Thanksgiving has changed a lot since I was a child in the late
20th century. When I was a child, Thanksgiving was about spending
time with family, being grateful for what we had, and eating some
of Grandma's famous pumpkin pie.
Back then, aunts and uncles and cousins and siblings would set
aside their differences, gather 'round the table to eat a bland,
caloric meal, (and maybe eventually die of a heart attack a few
years down the line.) Back then, pumpkin pie was made from real
pumpkins left over from Halloween, and sure, they were kind of
moldy and putrid, but times were tough in those days, and we
weren't about to spend a hard-earned nickel on a can of pumpkin
Nowadays people often buy frozen turkeys from the supermarket.
In my time, we hunted down the turkeys ourselves, and if we
couldn't catch one, we ate a dog or a cat instead. Times were tough
in those days, and we learned how to make do.
At that time, stuffing was made from real "stuff": yarn, Q-tips,
marbles. We didn't use those instant mashed potatoes packets,
unless maybe we did, I can't remember.
In the 20th century, the president of the United States never
pardoned a turkey. You see, in those days, turkeys worked hard, and
they didn't depend on the government for assistance. That's just
the way we were raised. And by "we," I mean turkeys,
Thanksgiving used to be about caring for one another and helping
those in need: donating canned food, volunteering at the local soup
kitchen. I guess people still do that. Whatever, you see my
Thanksgiving is different now. Families still get together, but
everyone is watching football or fiddling around on an iPad. Some
families don't even bother to cook. They're too busy Twittering and
drinking Frappuccinos. It's a disgrace.
When I was a child, Thanksgiving was about wearing dark clothing
with hats and buckles, palavering with the Indians, and hanging out
at Plymouth Rock. Nowadays it's just all about skateboards, plastic
surgery, and dubstep.
I'll always treasure my Thanksgiving memories. The time Aunt Kay
accidentally dropped the mashed potatoes on Uncle Harold's head -
what a laugh we had. The first time I watched "A Charlie Brown
Thanksgiving." The time I got on a bus in Los Angeles and it
couldn't go slower than 50 mph or else it would blow up.
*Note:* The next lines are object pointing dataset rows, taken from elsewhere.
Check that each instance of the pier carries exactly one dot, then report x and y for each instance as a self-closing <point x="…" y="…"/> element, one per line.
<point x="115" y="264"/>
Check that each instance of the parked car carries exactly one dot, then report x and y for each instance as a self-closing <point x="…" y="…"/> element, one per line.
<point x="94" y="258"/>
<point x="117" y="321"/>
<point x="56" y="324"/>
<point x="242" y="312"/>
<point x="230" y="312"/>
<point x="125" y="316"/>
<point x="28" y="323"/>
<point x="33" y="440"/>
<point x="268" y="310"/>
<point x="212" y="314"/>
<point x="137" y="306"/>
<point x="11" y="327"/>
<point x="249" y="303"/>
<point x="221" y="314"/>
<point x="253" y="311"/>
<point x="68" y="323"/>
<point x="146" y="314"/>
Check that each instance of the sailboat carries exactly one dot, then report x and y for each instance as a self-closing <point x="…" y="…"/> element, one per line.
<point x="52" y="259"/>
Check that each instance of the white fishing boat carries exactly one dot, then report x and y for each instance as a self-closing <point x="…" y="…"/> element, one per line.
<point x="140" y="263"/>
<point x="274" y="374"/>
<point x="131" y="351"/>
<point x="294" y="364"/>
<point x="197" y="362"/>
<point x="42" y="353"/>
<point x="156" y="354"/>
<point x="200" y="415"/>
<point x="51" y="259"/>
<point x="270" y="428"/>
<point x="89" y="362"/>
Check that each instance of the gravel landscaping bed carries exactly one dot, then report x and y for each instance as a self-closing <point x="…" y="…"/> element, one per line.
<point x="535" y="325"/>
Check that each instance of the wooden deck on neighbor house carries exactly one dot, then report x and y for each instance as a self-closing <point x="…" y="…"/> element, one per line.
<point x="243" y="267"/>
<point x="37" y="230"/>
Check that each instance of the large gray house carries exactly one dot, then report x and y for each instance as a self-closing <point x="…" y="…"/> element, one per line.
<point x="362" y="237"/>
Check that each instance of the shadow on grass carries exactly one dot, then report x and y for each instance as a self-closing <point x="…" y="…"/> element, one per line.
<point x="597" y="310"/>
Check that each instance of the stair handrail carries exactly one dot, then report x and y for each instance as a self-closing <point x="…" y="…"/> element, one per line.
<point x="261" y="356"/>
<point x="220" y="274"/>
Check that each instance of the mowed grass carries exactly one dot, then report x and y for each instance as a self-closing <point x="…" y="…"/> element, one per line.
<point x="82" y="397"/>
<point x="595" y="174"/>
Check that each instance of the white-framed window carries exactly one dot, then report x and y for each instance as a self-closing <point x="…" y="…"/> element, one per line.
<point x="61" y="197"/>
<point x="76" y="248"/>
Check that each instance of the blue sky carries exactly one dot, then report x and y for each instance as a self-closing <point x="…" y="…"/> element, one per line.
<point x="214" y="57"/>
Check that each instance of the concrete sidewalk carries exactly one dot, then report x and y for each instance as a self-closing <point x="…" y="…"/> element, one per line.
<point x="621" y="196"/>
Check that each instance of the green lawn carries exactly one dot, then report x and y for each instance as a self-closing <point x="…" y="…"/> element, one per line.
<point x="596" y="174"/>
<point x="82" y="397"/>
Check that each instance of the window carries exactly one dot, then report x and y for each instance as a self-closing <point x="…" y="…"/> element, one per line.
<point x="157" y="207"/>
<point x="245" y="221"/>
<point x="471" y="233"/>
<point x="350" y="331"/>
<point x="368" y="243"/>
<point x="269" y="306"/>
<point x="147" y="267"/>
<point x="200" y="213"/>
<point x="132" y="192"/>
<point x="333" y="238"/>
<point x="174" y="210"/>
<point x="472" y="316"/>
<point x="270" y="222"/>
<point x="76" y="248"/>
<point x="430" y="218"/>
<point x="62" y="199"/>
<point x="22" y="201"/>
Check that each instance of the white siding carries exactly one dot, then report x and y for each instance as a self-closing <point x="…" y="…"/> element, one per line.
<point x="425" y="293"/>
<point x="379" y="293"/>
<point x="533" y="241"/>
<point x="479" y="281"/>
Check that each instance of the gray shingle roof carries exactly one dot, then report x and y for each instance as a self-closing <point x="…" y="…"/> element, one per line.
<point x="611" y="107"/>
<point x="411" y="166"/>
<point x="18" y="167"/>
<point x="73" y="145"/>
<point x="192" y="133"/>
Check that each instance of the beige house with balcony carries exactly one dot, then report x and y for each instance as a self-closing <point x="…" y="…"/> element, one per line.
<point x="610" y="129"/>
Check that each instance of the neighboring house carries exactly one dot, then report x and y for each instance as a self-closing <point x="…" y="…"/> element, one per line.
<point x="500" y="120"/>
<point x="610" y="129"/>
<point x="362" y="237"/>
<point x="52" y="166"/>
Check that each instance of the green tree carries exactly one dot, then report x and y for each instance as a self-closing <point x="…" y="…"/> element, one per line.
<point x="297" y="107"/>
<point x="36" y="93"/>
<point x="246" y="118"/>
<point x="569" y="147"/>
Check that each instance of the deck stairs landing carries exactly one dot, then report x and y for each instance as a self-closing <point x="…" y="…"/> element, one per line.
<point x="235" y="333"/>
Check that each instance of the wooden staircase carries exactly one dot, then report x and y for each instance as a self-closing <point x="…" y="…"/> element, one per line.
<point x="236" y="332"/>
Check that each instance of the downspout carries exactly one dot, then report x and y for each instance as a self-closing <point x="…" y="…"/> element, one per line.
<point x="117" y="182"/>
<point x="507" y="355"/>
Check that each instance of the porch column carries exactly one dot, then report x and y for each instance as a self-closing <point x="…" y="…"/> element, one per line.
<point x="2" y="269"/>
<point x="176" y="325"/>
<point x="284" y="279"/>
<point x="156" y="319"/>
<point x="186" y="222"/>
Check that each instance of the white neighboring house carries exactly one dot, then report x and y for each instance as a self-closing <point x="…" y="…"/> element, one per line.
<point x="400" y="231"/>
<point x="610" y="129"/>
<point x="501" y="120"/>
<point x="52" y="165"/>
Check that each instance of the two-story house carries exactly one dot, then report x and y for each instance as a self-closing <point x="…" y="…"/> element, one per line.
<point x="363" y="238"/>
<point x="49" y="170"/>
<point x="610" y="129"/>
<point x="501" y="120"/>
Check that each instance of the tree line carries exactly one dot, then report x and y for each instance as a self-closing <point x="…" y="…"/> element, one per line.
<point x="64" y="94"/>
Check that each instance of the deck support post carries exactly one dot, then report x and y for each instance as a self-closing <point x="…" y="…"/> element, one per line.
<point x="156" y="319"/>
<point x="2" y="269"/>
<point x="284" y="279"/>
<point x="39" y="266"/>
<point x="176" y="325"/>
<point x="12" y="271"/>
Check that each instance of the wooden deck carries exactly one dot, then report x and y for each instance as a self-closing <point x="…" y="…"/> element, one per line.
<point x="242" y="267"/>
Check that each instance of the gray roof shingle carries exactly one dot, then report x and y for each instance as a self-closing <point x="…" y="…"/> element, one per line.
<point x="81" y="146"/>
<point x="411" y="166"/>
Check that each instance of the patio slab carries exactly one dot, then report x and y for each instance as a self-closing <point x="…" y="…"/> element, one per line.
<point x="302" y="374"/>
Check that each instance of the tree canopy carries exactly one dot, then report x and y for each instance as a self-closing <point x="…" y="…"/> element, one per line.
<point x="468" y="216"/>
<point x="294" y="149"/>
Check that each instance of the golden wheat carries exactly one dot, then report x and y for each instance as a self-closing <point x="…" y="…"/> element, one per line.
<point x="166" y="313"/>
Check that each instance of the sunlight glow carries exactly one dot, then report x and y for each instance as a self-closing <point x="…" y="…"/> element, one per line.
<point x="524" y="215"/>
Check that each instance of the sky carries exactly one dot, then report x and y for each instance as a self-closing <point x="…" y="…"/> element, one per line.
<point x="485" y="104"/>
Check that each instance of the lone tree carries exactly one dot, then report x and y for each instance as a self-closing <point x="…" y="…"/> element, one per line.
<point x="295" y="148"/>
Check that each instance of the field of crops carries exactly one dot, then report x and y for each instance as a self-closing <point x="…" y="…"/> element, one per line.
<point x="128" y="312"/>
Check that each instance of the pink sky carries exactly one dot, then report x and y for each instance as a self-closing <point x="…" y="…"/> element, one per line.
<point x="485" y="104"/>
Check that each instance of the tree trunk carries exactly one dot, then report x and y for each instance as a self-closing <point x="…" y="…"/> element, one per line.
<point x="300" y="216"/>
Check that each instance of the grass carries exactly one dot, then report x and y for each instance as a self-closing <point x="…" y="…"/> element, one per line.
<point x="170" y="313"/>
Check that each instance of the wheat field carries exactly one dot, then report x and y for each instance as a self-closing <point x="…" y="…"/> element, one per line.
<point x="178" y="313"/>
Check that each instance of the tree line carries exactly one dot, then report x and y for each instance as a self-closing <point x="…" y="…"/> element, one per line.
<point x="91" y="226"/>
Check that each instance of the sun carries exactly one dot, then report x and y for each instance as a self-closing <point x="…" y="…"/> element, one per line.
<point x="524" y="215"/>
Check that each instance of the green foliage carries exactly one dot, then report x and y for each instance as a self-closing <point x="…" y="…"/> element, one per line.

You see, in those days, Thanksgiving meant watching the Macy's
parade, hiding colored eggs, and counting down with Dick Clark as
the ball got ready to drop in Times Square. But a lot has changed.
Today, Thanksgiving just means microwaved burritos, electric
toothbrushes, and YouTube videos of small foreign children solving
Rubik's Cubes blindfolded.
I'll never forget the Thanksgiving when the Beatles first
appeared on Ed Sullivan, performing their smash hit "U Can't Touch
This." They don't make Thanksgiving music like that anymore.
You see, back then, Thanksgiving was about covering your entire
body in cream cheese, putting on a bow tie, and taking a stroll
down Main Street. It wasn't about eating turkey or corn on the cob,
or spending time with relatives. It was about drinking shots of
Windex and playing Dance Dance Revolution. It was a more innocent
Wait, when is Thanksgiving again? It's in November, right?